One of those things were so-called “drinking friends.” He found that when he was sober, he didn’t actually like many of these people. To say he hated them was a bit extreme, but he found their company boring when alcohol wasn’t involved.

He’s not arguing against drinking buddies altogether: they have their utility. But he is pointing out that they are no substitute for real friends. The problem is that no real bonds are forged and the time you waste could be spent really relating to other people, people you actually respect and cherish.

Latimore has made a rule in his two years plus without drinking. He doesn’t meet up with people in bars anymore, except for sporting events, like the World Series.
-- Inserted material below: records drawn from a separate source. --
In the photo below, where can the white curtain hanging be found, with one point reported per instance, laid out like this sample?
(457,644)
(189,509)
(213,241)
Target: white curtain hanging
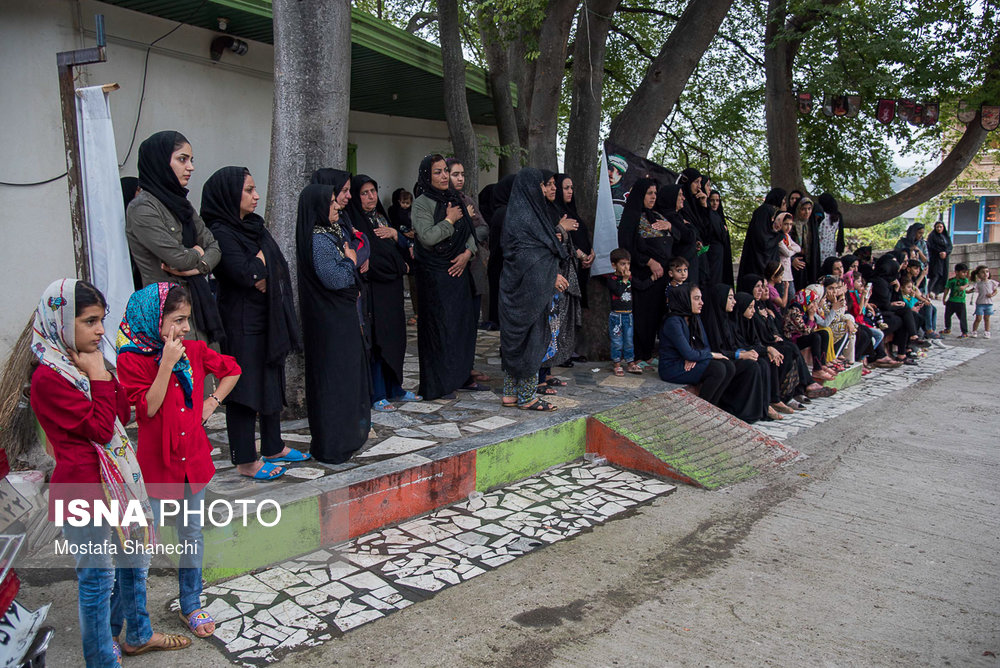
(110,269)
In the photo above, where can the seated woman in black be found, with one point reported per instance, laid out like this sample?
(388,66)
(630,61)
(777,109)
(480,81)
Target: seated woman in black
(746,397)
(685,356)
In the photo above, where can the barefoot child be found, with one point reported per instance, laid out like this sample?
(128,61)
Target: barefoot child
(82,409)
(164,376)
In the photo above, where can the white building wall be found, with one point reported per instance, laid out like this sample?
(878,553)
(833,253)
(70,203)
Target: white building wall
(223,108)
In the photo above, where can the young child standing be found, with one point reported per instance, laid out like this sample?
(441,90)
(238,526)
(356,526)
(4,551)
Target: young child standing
(954,299)
(985,289)
(620,318)
(164,376)
(82,408)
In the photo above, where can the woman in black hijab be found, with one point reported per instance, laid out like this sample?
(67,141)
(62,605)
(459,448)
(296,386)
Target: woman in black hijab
(720,250)
(167,238)
(649,239)
(530,288)
(761,243)
(446,329)
(747,395)
(566,204)
(386,267)
(695,211)
(255,302)
(500,196)
(685,354)
(336,364)
(938,250)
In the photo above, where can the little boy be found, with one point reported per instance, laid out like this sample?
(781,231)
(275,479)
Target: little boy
(677,271)
(954,299)
(620,317)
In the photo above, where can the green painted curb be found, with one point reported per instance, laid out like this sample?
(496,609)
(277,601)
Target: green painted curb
(527,455)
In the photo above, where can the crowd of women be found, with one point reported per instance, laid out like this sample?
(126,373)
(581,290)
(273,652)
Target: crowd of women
(517,257)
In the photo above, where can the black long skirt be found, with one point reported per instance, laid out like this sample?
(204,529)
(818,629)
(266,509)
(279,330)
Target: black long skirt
(446,331)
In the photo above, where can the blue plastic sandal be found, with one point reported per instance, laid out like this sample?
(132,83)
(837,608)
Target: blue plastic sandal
(383,406)
(292,456)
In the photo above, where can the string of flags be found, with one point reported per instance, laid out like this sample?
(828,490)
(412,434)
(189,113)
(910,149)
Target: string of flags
(926,113)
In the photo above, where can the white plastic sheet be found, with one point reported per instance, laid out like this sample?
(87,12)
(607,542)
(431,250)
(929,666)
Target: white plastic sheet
(110,269)
(605,225)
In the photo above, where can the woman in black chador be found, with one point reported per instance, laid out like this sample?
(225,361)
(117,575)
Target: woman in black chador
(336,363)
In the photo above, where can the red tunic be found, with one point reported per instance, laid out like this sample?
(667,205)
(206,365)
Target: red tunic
(173,446)
(72,423)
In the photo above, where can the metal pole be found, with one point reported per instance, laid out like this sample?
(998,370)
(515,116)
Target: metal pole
(65,62)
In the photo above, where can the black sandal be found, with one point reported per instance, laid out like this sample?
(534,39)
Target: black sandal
(539,405)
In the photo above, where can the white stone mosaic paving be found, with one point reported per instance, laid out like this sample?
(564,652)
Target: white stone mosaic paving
(877,384)
(306,601)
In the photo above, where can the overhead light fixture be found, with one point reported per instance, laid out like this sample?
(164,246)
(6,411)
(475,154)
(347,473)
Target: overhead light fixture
(226,43)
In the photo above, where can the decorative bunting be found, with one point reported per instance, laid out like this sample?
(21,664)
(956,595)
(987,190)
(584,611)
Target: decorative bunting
(886,111)
(805,103)
(906,109)
(965,114)
(853,105)
(990,117)
(932,110)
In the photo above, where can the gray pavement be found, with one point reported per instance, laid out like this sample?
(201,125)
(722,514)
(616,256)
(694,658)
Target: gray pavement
(880,549)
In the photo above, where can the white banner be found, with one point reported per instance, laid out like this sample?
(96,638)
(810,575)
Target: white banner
(605,223)
(110,270)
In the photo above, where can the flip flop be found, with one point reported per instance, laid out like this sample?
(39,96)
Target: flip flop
(292,456)
(383,406)
(196,620)
(267,472)
(171,642)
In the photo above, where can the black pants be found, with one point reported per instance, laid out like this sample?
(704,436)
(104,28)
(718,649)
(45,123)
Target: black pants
(956,308)
(240,423)
(716,379)
(817,342)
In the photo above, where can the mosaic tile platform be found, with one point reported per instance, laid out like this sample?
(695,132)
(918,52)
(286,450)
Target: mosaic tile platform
(877,384)
(312,599)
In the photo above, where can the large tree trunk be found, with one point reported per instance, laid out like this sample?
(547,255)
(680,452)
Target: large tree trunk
(456,105)
(312,95)
(780,111)
(592,26)
(503,100)
(933,184)
(550,69)
(635,127)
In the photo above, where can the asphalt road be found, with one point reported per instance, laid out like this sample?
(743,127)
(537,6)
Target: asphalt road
(883,548)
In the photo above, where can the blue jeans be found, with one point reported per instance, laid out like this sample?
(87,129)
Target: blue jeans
(620,333)
(188,534)
(108,596)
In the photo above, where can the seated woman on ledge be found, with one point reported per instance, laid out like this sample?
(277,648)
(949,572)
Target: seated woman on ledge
(685,355)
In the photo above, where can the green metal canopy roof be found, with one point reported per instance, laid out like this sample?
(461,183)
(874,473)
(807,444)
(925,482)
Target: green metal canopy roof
(403,74)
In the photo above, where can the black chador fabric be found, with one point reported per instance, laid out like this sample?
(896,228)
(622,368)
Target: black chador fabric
(261,327)
(384,279)
(446,328)
(720,249)
(761,243)
(158,179)
(683,231)
(531,257)
(338,376)
(636,234)
(500,196)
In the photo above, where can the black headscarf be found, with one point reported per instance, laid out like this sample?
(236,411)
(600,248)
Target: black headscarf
(442,254)
(531,254)
(158,179)
(679,304)
(220,206)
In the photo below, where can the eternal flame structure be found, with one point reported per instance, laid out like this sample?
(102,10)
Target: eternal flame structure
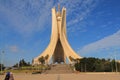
(58,49)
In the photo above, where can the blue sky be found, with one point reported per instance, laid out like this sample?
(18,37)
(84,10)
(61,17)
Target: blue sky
(93,28)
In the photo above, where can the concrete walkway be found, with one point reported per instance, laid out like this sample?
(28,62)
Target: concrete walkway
(74,76)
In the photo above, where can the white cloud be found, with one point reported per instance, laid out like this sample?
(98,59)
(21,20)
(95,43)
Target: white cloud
(13,48)
(105,43)
(27,17)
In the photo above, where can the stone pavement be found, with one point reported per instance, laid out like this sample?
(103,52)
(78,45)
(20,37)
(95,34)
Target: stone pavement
(73,76)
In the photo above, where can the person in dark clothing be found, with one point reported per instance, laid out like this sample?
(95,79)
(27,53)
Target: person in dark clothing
(7,76)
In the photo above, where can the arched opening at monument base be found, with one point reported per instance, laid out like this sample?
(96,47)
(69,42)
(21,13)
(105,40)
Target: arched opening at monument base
(58,55)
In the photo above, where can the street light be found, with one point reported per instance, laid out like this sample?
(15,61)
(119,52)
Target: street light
(1,60)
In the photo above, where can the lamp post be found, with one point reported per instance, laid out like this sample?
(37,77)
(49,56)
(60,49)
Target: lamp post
(116,64)
(2,60)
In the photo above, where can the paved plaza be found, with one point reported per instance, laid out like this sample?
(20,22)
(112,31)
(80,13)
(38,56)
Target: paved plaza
(73,76)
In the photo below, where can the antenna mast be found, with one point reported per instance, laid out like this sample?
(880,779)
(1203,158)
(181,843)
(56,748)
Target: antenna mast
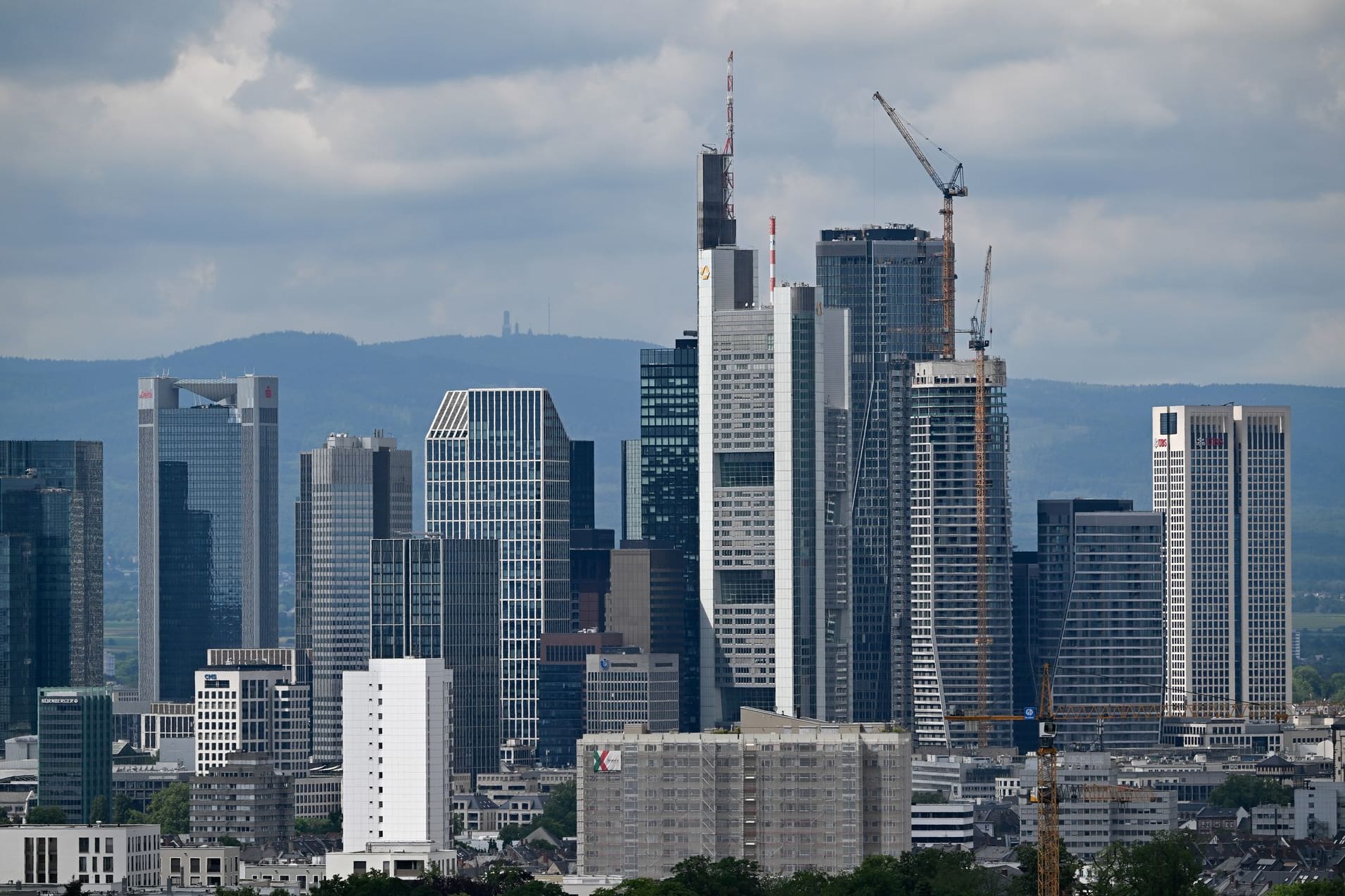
(728,147)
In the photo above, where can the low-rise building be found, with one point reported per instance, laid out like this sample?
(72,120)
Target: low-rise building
(786,793)
(100,856)
(199,865)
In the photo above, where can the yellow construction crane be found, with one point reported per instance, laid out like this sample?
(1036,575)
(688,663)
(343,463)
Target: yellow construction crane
(950,189)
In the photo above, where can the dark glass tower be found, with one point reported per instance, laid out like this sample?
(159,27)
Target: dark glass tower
(669,512)
(77,467)
(889,279)
(209,517)
(433,598)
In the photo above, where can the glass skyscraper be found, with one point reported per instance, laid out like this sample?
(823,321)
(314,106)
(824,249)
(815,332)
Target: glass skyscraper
(209,516)
(889,279)
(496,467)
(77,469)
(350,490)
(439,598)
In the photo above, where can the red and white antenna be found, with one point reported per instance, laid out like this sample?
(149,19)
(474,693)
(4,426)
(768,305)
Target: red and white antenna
(728,147)
(772,255)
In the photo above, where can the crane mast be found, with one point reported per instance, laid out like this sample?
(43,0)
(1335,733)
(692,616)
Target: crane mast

If he wants to spend his time bonding with somebody, he does it at an alcohol-free venue, like a bowling alley or a coffee shop. He’s found that this increases the likelihood that the other person will want to continue seeing him in the future and means that the focus is on the conversation and not the drink.

Lesson #6: Most Of The People You Know Can’t Stop Drinking

People who go sober tend to think that it’s just a simple decision: one that anybody could make if they wanted to.

But it turns out, at least in Latimore’s experience, that this isn’t the case. In fact, he’s come to the conclusion that most people are just products of their environment, not choosing their own paths but instead going along with the flow and what other people say.

They know all the risks of drinking, he says. They know the costs of things like hangovers: but they’re at the mercy of their social circles and would rather ruin their lives and their health than having honest conversations with the people they know.

It reminds Latimore of the behavior of people in general. Most people know that it’s not a good idea to live off refined carbohydrates and animal products and they know that they will get massive health benefits if they stop. But that doesn’t stop them from stuffing their faces every day with cancer-causing bacon and gummy bears. It’s why over 70 percent of men over the age of 30 are either overweight or obese.

Lesson #7: Everything Gets Blamed On Alcohol


We’ve all made excuses like “I only did it because I was drunk.” Being drunk is an excuse for poor behavior and is used as a way to deflect blame. For many people, it’s a powerful tool, one that helps them get out of stressful situations.

But Latimore points out that just because these excuses can be made, doesn’t change the fact that people’s drunken behavior has big effects on the people around them. Saying that you were drunk doesn’t undo the pain caused to others.

When you give up the drink, you not only behave better, you also lose the excuse that you did it because of the drink. In that sense, you actually have to make real apologies when you screw up.